Forschung

Forscher entwickeln Impfstoff gegen Krankenhauskeime

Jedes Jahr gibt es Berichte über gefährliche Krankenhauskeime. Ein neuer Impfstoff auf Zuckerbasis könnte Abhilfe schaffen. Dem Bakterium nachgebildet regt der Stoff das Immunsystem an, Antikörper zu bilden.

Süßer Angriffspunkt für therapeutische Antikörper: das Zuckermolekül „PS-I“ von C. difficile ist in seiner dreidimensionalen Form dargestellt (orange: Kohlenstoff; rot: Sauerstoff; weiß: Wasserstoff). (Foto: © MPI f. Kolloid- und Grenzflächenforschung)

Jedes Jahr sterben in den USA etwa 15.000 Menschen an einem der gefährlichsten Krankenhauskeime, dem Darmbakterium Closteridium difficile. In Deutschland sind jährlich etwa 800 Menschen betroffen. In manchen Situationen ist der Keim lebensgefährlich. Dadurch dass sich der Keim stetig verändert, verlieren Antibiotika regelmäßig ihre Wirkung auf diesen. Dem Max-Planck-Institut zufolge tragen etwa 40 Prozent der stationären Patienten in Pflegeeinrichtungen und Krankenhäusern den Erreger. Da diese meist schon geschwächt sind, ist es einfach für das Bakterium sich auszubreiten.

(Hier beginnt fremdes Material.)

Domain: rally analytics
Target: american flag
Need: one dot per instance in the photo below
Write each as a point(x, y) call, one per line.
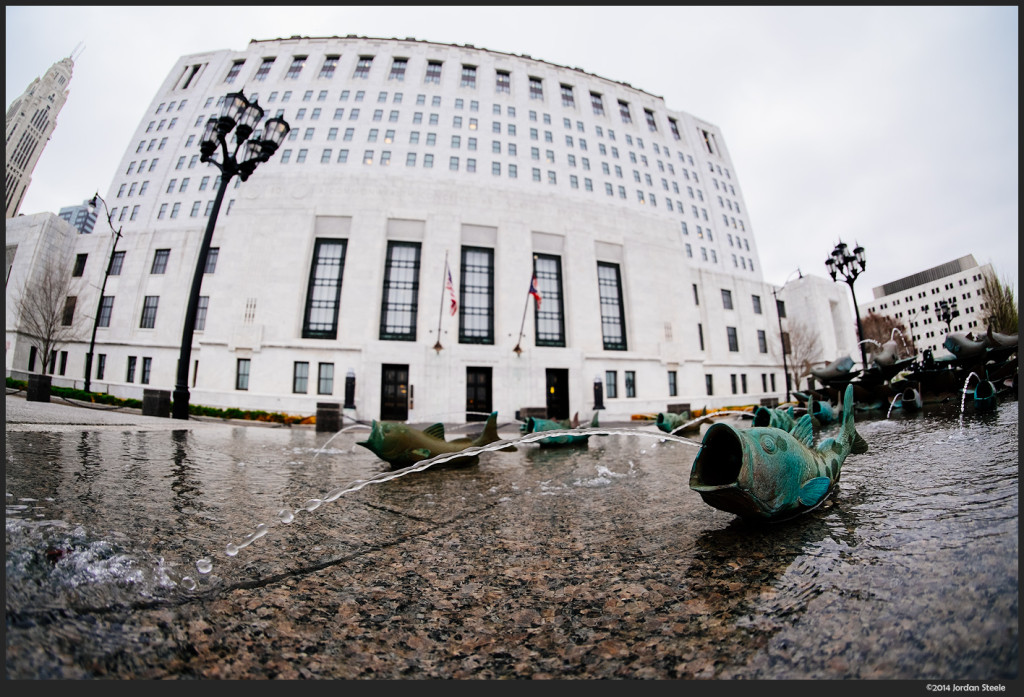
point(448, 284)
point(534, 292)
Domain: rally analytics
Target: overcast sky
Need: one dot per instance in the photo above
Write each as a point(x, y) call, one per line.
point(896, 128)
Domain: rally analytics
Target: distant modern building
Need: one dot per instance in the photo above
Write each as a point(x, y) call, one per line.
point(329, 263)
point(31, 120)
point(914, 300)
point(83, 217)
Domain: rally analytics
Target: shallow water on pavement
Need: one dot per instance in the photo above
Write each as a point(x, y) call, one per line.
point(911, 571)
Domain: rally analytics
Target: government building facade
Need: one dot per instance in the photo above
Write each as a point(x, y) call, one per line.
point(409, 160)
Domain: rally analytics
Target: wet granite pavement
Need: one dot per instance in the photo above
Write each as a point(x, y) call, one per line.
point(538, 565)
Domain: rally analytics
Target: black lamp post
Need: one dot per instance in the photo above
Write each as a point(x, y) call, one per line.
point(102, 289)
point(241, 116)
point(850, 266)
point(946, 310)
point(781, 335)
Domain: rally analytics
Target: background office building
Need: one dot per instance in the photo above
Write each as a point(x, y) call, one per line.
point(915, 301)
point(407, 158)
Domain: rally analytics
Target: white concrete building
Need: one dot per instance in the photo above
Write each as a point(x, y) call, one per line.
point(330, 260)
point(915, 299)
point(31, 120)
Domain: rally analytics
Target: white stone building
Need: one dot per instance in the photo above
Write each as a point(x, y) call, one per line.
point(914, 300)
point(403, 154)
point(31, 120)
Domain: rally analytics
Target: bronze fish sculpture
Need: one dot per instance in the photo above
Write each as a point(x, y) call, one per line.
point(534, 425)
point(401, 446)
point(769, 474)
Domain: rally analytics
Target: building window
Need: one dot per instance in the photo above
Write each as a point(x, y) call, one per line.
point(612, 319)
point(105, 308)
point(536, 88)
point(398, 69)
point(624, 112)
point(611, 384)
point(401, 287)
point(330, 63)
point(549, 319)
point(242, 374)
point(567, 98)
point(363, 67)
point(150, 312)
point(324, 294)
point(433, 72)
point(232, 73)
point(264, 70)
point(476, 295)
point(69, 313)
point(160, 261)
point(503, 83)
point(325, 381)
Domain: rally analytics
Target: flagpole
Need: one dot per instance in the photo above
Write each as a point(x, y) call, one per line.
point(440, 311)
point(517, 350)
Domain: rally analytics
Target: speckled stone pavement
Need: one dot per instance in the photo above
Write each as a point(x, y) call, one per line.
point(463, 575)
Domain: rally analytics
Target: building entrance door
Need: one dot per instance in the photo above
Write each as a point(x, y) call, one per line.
point(558, 393)
point(477, 393)
point(394, 392)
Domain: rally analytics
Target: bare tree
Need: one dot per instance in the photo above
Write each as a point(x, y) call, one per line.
point(46, 308)
point(1000, 307)
point(803, 349)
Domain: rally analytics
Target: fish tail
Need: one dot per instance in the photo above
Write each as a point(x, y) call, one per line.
point(849, 434)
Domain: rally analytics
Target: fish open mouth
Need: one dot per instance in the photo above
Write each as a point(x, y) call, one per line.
point(719, 461)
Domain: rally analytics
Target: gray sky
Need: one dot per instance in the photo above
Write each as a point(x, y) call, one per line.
point(893, 127)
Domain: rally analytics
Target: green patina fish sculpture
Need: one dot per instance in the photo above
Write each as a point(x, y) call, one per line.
point(770, 474)
point(401, 446)
point(534, 425)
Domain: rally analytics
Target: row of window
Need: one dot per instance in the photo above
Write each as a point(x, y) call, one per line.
point(468, 79)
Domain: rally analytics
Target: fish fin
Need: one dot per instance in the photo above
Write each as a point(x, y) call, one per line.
point(435, 431)
point(804, 430)
point(859, 444)
point(814, 490)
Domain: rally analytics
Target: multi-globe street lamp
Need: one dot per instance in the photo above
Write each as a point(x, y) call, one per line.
point(850, 266)
point(241, 116)
point(945, 310)
point(96, 199)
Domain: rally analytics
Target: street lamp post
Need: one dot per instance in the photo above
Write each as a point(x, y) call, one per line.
point(102, 289)
point(850, 266)
point(241, 116)
point(946, 310)
point(781, 335)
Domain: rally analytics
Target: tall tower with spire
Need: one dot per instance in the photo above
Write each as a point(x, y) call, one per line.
point(31, 120)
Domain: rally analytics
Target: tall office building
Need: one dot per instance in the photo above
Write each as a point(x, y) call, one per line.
point(915, 300)
point(408, 159)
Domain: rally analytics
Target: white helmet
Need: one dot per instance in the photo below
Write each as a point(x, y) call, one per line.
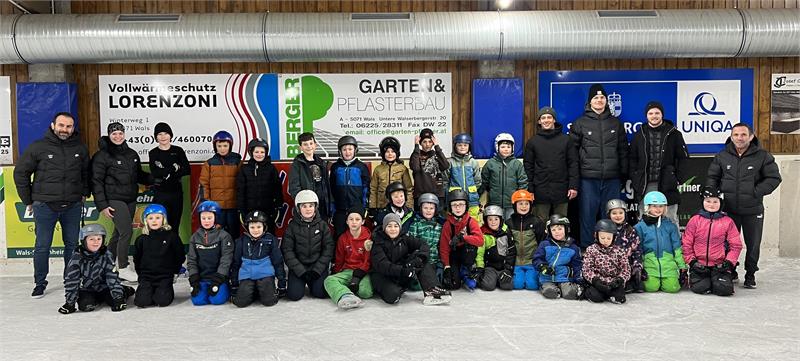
point(503, 137)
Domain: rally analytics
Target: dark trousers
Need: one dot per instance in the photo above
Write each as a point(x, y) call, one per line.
point(751, 227)
point(262, 290)
point(152, 292)
point(296, 287)
point(172, 200)
point(391, 288)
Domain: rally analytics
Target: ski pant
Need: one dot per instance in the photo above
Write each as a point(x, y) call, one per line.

Ein neues Molekül könnte nun helfen. Wissenschaftler des Max-Planck-Instituts für Kolloid- und Grenzflächenforschung haben ein Molekül entwickelt, das den Patienten vor dem Bakterium schützen kann. „Es ähnelt dem charakteristischen Zuckerpelz auf der Oberfläche der Bakterien und kann daher eine ähnliche Immunantwort hervorrufen wie das Bakterium selbst“, so die Wissenschaftler. Das künstliche Molekül wurde dann an ein Aminosäuregerüst angebracht. Ein immunaktivierendes Peptid regte daraufhin in Versuchen bei Mäusen das Abwehrsystem zur Bildung von Antikörpern an.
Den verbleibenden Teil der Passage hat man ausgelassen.